Yani çocuk olmaktan bihaber nesiller yetiştirmekte gayet başarılıyız. Ama bundan da kötüsü, korumasız veya başında anne baba var diye normal bir hayatı olduğu düşünülen bazı talihsiz çocukların, yetişkinlerin her türlü şiddet ve işkencesine maruz kalıyor olması. Bir olay gün yüzüne çıktığı zaman öfkeden deliye dönüyoruz ve hemen toplumsal tepki veriyoruz ya, aslında kafamızın bir köşesinde aynı insanların (insan demek zorundayım, kusura bakmayın) bundan önce kaç çocuğa aynı şeyleri yaptıkları duruyor. Çünkü biliyoruz, insanı böyle şeylere iten o içgüdü, başarılı oldukça cesaret alır, cesaretlendikçe de bir tık öteye geçer. O yüzden kimse “Şeytana Uyma” veya “Aşırı Alkol”, “Uyuşturucu Madde etkisi altında olma” gibi bahaneler üreterek şansını denemesin. Suç sabit ve insanlık dışı bir eylem. Joker “Ben kötü biri değilim aslında. Sadece siz iyi olmamı hak etmiyorsunuz” diyerek bu insanları anlatmaya çalışmadan önce, Joaquin Phoenix, siyah renkteki çekicini kullanarak malum arkadaşların hesabını kesiyor film boyunca.

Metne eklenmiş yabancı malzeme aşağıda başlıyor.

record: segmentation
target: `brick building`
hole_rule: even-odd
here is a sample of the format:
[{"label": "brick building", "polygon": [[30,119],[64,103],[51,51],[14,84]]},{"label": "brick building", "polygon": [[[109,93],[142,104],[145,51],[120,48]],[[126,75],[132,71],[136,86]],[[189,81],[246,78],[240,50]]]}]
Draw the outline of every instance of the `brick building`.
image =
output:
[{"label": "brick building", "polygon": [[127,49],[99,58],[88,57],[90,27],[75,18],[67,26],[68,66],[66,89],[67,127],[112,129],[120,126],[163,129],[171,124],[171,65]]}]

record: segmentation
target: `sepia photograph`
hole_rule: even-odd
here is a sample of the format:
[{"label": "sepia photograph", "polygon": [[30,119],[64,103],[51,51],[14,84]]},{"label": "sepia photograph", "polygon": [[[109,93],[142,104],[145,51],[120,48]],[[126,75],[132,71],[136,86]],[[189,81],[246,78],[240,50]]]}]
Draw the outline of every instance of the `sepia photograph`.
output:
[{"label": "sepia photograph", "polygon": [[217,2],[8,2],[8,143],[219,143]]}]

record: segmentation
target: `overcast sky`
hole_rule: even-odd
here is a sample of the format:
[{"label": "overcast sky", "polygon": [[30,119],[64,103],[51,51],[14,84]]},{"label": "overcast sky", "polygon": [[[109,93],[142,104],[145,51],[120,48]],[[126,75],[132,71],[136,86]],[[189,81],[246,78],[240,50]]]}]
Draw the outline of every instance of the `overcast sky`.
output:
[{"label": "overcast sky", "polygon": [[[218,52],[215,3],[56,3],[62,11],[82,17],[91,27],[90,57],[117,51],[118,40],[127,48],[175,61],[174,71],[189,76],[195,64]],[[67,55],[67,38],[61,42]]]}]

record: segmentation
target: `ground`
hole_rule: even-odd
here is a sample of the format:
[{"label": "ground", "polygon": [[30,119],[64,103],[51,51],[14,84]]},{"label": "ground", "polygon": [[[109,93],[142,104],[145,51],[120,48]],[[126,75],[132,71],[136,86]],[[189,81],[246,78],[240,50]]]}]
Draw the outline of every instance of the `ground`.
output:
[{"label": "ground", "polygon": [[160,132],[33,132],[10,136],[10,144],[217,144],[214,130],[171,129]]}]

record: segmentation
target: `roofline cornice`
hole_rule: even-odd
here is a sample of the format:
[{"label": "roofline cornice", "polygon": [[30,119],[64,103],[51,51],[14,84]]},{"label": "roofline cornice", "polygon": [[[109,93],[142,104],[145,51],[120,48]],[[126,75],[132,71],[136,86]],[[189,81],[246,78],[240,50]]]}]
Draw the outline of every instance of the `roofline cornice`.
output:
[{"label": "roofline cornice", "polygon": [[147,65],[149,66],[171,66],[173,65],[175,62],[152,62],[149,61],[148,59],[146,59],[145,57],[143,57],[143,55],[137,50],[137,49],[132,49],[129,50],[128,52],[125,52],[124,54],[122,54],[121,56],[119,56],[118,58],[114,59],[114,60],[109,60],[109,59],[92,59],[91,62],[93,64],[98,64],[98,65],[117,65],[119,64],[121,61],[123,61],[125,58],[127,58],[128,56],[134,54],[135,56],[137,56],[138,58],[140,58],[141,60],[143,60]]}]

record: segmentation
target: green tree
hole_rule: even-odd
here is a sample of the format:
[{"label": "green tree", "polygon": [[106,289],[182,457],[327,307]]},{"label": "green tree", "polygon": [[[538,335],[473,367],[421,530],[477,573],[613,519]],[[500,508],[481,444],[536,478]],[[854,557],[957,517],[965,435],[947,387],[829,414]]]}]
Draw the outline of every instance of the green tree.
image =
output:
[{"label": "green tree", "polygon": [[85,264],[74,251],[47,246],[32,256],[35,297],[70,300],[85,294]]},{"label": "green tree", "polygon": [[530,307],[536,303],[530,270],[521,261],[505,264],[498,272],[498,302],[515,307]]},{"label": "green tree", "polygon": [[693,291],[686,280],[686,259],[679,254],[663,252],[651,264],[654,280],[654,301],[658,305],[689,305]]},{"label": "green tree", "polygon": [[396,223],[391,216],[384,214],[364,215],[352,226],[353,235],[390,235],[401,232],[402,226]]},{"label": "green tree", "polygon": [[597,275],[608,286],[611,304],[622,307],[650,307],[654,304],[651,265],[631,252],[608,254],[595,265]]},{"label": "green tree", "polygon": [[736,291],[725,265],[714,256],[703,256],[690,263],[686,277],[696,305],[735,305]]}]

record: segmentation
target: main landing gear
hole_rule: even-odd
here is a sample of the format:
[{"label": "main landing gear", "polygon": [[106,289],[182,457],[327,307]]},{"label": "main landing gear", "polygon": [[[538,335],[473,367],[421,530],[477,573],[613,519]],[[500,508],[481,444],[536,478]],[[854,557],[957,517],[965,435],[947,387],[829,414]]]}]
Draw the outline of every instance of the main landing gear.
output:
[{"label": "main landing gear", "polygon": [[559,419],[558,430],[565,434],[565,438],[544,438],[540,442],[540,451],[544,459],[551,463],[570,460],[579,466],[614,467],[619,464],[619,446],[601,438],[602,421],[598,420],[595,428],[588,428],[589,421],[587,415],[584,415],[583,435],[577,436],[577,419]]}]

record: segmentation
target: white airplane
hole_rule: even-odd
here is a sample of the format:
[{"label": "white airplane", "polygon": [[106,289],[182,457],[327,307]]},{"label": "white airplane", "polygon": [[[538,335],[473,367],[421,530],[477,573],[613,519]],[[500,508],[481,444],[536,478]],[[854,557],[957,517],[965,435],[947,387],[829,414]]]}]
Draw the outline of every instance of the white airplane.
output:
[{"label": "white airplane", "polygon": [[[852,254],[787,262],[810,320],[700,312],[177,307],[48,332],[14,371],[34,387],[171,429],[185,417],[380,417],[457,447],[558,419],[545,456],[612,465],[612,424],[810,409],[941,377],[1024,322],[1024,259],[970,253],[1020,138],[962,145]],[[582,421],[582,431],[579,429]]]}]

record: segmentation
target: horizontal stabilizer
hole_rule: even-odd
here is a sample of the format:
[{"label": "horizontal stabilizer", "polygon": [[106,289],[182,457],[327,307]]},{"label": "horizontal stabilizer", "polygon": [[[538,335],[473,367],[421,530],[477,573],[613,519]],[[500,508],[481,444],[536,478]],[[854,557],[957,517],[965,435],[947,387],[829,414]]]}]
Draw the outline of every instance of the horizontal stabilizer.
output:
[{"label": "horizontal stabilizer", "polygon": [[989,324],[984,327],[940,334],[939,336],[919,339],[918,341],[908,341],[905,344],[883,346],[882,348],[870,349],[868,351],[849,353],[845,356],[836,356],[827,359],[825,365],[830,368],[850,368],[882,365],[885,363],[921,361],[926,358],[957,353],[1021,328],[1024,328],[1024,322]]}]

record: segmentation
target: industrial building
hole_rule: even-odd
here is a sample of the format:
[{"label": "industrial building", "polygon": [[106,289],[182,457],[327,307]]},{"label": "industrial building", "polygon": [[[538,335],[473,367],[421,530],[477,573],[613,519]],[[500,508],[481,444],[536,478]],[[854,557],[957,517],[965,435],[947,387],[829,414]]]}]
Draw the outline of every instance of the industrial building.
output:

Şimdi bu şekilde anlattım diye, koca bir filmi şiddete ve istismara dayandırmayın sakın. Gerçekten çok derin ve ince tahlilleri olan bir film “Hiçbir Zaman Burada Değildin/ You Were Never Really Here.” Ancak ben size bu detayları, sondan geriye doğru giderek, bir dahaki sefere cömertçe paylaşacağım. Çünkü şu an odak noktam, bir sinema filminin lezzetini tartışmaktan ziyade, bir insanlık suçunu gözümüze sokan görsellerle kirli. O yüzden çocuklarımızın bize “Hiçbir zaman burada değildin” demelerine müsaade etmemeyi umut ederek, bu filmi sizlere öneriyorum. İzleyin, ben de filme dair birinci yazımı hazırda tutayım. Dilerim ki kırmızı mumlar hiç olmasın. Olmuşlara da kafamızı çevirmeyelim, elektrikler kesilmedi demeyelim. İyi seyirler.